O governo admite que o tarifaço imposto pelos EUA representa um problema pontual para setores como o agro e a indústria, mas nega que seja estrutural. A avaliação é de que os impactos são localizados e não indicam uma crise generalizada na economia brasileira.

O que diz o governo sobre o tarifaço

Em pronunciamento recente, o Ministério da Economia afirmou que o tarifaço "não altera as projeções de crescimento do PIB para 2026". A declaração veio após reunião com representantes de setores afetados, como o de café e carne bovina, que enfrentam barreiras comerciais nos EUA.

Para o ministro, a situação é "desafiadora, mas administrável". Ele destacou que o Brasil tem diversificado seus parceiros comerciais, como China e União Europeia, o que reduz a dependência do mercado americano.

O impacto no interior de Minas Gerais

No Norte de Minas, o produtor de café João Batista, de 58 anos, já sente o tarifaço no bolso. "Eu vendo café pra exportação há 20 anos. Nunca vi uma taxa tão alta. Mas o governo diz que é passageiro. Tomara que seja", conta ele, sentado à sombra de um pé de manga em sua propriedade em Montes Claros.

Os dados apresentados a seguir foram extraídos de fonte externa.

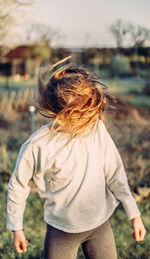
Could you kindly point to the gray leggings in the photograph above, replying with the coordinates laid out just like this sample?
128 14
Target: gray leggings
98 243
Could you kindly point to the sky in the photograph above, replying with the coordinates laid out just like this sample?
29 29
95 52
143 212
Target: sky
86 22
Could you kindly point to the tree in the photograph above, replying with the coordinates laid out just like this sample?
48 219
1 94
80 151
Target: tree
119 30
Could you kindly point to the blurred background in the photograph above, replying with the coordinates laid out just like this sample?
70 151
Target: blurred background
112 40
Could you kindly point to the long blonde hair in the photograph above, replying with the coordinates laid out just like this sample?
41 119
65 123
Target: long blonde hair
72 96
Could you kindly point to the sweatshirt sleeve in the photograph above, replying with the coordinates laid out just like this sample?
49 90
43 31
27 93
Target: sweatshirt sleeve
116 178
18 189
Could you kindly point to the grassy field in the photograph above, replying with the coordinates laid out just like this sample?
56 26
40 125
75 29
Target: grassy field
131 134
35 229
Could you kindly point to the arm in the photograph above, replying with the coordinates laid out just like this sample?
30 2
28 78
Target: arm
117 182
18 191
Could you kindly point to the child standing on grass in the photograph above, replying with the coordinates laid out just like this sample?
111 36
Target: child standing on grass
76 167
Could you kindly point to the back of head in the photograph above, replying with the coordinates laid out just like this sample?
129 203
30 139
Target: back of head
72 96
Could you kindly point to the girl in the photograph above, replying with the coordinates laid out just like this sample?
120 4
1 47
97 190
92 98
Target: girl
76 167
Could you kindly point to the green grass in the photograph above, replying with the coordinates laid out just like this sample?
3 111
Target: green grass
35 228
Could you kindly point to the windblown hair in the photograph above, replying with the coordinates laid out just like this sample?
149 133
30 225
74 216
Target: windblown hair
72 96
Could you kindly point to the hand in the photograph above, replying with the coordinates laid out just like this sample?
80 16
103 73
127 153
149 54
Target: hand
19 241
139 229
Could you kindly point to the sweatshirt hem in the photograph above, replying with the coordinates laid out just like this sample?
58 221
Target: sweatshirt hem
74 229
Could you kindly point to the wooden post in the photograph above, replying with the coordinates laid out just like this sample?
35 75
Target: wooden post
32 121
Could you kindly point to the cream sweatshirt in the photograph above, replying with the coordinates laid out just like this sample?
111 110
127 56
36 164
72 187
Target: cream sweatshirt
81 182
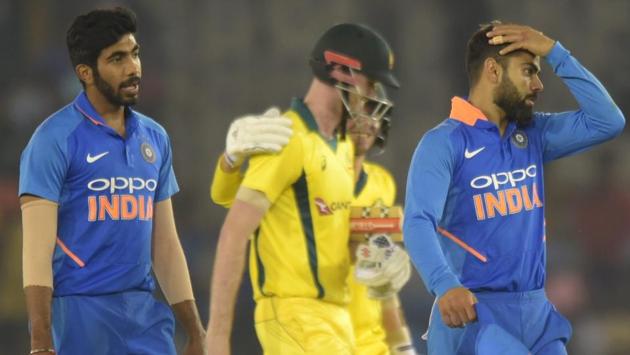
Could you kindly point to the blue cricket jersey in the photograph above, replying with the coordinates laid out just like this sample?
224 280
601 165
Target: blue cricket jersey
474 206
106 187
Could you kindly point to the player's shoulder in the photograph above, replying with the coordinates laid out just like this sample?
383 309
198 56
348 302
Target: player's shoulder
373 168
150 124
59 125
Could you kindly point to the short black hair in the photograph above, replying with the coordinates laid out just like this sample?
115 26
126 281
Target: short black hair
90 33
478 49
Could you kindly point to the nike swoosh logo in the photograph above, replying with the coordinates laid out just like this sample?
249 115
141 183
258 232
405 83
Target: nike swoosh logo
469 155
91 159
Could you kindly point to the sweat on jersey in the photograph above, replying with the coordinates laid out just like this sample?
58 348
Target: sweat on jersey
474 206
106 187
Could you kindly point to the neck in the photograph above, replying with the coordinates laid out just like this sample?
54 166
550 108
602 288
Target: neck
114 115
358 165
483 99
325 105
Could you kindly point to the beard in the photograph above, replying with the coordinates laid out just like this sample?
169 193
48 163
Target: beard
507 97
115 97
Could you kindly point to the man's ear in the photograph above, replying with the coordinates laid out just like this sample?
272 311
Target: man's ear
85 73
492 70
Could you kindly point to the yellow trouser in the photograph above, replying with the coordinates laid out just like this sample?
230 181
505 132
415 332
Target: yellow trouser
287 326
367 320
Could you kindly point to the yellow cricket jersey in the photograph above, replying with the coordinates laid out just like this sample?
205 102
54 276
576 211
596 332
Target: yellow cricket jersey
301 246
374 187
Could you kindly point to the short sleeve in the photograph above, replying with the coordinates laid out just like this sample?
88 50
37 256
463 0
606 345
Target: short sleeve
167 183
43 165
271 174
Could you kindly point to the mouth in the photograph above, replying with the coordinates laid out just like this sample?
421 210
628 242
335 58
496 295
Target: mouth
530 101
131 86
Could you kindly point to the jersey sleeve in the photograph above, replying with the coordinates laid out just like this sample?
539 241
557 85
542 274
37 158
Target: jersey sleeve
271 174
428 182
167 183
43 165
224 185
388 187
598 119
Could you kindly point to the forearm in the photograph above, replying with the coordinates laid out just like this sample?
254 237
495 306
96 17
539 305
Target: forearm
427 256
188 316
229 263
38 305
169 261
39 226
227 276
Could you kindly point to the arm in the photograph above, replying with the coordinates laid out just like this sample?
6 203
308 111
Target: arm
39 226
247 136
240 222
427 189
225 183
598 119
171 270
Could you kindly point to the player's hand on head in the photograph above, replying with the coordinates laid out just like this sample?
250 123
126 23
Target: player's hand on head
382 266
456 307
519 37
254 134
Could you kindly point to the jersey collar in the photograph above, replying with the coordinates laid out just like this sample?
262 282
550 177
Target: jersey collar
83 105
464 111
358 188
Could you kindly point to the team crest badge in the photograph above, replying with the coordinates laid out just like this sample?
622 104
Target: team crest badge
519 139
147 152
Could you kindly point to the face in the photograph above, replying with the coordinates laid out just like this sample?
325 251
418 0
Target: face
118 72
364 125
519 87
363 133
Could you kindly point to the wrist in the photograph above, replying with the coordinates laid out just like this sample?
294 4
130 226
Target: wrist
229 163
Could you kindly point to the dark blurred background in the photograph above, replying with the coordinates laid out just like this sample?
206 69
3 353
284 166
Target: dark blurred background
207 62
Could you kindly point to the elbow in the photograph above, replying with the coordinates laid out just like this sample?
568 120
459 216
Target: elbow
220 198
618 123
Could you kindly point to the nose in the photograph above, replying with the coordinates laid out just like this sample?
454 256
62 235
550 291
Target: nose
537 85
134 67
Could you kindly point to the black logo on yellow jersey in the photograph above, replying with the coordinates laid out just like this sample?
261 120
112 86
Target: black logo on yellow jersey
325 210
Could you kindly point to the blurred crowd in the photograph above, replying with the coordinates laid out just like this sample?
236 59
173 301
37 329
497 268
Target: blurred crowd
206 62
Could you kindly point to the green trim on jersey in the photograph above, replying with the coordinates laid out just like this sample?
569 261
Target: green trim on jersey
300 189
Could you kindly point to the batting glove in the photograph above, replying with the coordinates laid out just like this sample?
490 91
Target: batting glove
254 134
382 266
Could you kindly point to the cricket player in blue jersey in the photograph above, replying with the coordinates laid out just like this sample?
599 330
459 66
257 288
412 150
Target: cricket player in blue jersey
474 217
96 181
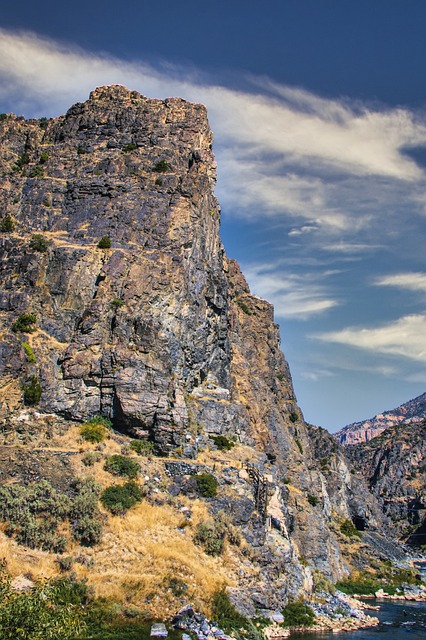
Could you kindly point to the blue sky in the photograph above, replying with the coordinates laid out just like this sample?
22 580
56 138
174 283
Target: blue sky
319 114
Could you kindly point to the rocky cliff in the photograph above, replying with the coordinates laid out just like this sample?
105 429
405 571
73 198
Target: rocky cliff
357 432
394 464
117 300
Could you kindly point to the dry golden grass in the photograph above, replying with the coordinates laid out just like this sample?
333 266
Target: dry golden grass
143 551
34 563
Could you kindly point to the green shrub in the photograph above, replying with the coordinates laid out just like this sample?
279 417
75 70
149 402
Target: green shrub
223 443
7 224
65 563
244 307
39 243
95 430
88 530
90 457
122 466
298 614
105 422
130 147
206 484
93 433
361 587
119 498
105 243
348 529
32 391
161 167
211 537
142 447
29 352
23 159
36 172
25 323
43 612
33 513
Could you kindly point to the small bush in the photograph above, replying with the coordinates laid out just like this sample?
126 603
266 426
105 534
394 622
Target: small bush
87 530
32 391
348 529
161 167
23 159
29 352
36 172
122 466
7 224
232 622
298 614
25 323
65 563
39 243
41 612
105 243
206 484
130 147
93 433
223 443
244 307
142 447
90 457
120 498
210 537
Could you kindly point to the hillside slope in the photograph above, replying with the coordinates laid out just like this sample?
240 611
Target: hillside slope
117 300
357 432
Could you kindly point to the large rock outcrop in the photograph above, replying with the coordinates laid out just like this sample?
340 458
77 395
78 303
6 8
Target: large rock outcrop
358 432
158 332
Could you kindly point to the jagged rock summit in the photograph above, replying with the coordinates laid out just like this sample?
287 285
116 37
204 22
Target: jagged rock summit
117 299
358 432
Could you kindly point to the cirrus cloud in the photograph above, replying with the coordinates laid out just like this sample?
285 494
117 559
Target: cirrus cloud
405 337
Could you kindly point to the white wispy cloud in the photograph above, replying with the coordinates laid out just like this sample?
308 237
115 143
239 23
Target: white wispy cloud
404 337
281 151
293 295
414 281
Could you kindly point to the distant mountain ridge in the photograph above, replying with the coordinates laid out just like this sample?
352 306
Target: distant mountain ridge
358 432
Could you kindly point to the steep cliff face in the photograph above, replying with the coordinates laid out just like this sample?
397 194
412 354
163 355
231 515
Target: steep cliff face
123 332
393 464
357 432
159 332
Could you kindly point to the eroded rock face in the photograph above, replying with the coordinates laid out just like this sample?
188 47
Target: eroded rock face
358 432
159 332
125 332
393 465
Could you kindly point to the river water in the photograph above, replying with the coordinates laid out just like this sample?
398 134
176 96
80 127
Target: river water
398 621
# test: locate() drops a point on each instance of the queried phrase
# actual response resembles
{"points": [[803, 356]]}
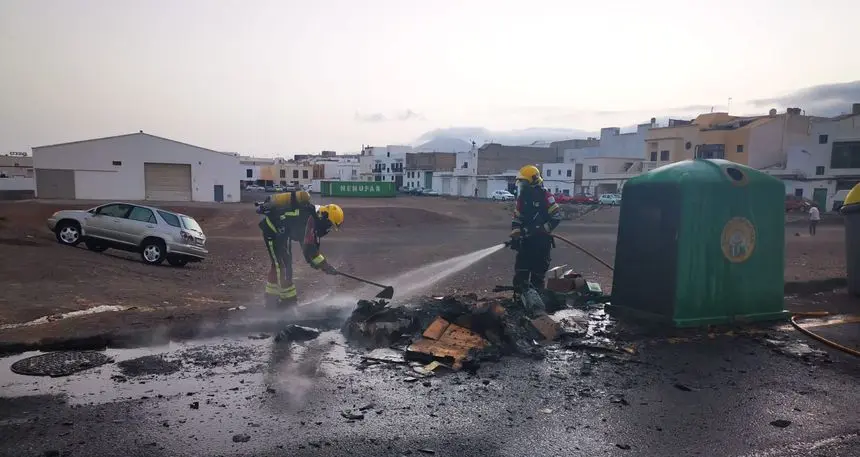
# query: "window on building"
{"points": [[710, 151], [845, 154]]}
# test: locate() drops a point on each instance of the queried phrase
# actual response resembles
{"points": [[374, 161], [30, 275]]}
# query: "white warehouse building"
{"points": [[137, 166]]}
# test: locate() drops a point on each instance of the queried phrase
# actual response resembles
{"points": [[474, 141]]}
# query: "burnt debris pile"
{"points": [[462, 331]]}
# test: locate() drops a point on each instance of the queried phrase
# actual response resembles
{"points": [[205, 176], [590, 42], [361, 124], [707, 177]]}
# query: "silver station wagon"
{"points": [[156, 234]]}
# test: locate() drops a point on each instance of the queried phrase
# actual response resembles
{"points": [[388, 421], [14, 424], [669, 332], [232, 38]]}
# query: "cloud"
{"points": [[562, 114], [822, 100], [373, 117], [512, 137], [401, 116]]}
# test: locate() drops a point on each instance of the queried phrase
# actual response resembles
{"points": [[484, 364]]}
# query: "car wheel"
{"points": [[153, 251], [95, 246], [68, 233], [177, 261]]}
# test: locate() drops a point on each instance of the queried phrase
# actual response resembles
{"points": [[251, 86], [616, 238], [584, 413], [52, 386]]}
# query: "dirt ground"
{"points": [[381, 239]]}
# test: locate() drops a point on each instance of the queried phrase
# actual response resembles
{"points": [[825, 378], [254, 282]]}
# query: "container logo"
{"points": [[738, 239]]}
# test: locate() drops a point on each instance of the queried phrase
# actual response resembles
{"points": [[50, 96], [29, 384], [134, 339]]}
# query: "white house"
{"points": [[558, 178], [613, 143], [137, 166], [605, 175], [251, 169], [383, 163], [826, 162]]}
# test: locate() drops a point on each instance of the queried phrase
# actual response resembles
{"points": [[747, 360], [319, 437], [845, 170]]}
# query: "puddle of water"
{"points": [[237, 364], [54, 317]]}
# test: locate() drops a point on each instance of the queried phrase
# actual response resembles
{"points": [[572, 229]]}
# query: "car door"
{"points": [[106, 221], [137, 225]]}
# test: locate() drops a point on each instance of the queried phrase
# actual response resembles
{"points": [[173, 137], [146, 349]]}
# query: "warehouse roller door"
{"points": [[167, 182], [55, 184]]}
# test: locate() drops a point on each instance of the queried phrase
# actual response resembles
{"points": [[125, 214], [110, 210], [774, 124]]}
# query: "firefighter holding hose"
{"points": [[287, 217], [535, 217]]}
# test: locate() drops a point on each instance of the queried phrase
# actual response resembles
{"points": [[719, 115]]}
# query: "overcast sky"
{"points": [[277, 77]]}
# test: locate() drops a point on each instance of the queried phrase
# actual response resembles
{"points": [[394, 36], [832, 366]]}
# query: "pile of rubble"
{"points": [[459, 332]]}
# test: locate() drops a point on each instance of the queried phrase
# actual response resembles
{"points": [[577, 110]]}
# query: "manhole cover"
{"points": [[62, 363]]}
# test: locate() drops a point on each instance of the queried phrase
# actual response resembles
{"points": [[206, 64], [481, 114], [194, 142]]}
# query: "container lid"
{"points": [[853, 197]]}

A seca também pesa. A estiagem prolongada reduziu a safra de café em 15% na região, segundo o IBGE. Para João Batista, o tarifaço é mais um aperto num ano já difícil. "A gente já perdeu metade da lavoura com a seca. Agora essa taxa. É dose."

Por que não é estrutural?

O governo argumenta que o tarifaço não é estrutural porque atinge setores específicos, e não a economia como um todo. Dados do Banco Central mostram que a inflação acumulada em 12 meses encerrou maio em 4,2% (IBGE, IPCA mensal, mai/2026), dentro da meta. O PIB deve crescer 2,5% em 2026, segundo projeções do mercado (Banco Central, Focus, mai/2026).

"O tarifaço é um ruído, não uma tempestade", afirmou o secretário de Comércio Exterior. "O Brasil tem resiliência fiscal e cambial para absorver choques externos."

O que esperar para o produtor rural

Para o agricultor familiar, a orientação é buscar alternativas de mercado. O governo anunciou linhas de crédito especiais pelo Pronaf para quem exporta para os EUA crédito rural para exportação. Além disso, o Ministério da Agricultura negocia com a China a abertura de novos mercados para carne e café.

"A gente não pode ficar refém de um país só", diz João Batista. "Se o governo ajudar com crédito e abrir novos mercados, a gente segura a barra."

Perguntas Frequentes

O tarifaço afeta todos os setores?

Não. O impacto é maior em setores como café, carne e aço, que exportam para os EUA. Serviços e comércio interno são menos afetados.

O governo vai tomar alguma medida?

Sim. O governo negocia acordos comerciais com China e União Europeia e oferece linhas de crédito para exportadores afetados.

O tarifaço pode se tornar estrutural?

O governo descarta, mas se as barreiras comerciais se prolongarem por mais de dois anos, analistas apontam riscos de impacto mais duradouro.

Como o produtor rural pode se proteger?

Diversificando mercados e acessando linhas de crédito do Pronaf para exportação.

A seca piora o efeito do tarifaço?

Sim. A estiagem reduz a produção e encarece os custos, ampliando o impacto das barreiras comerciais.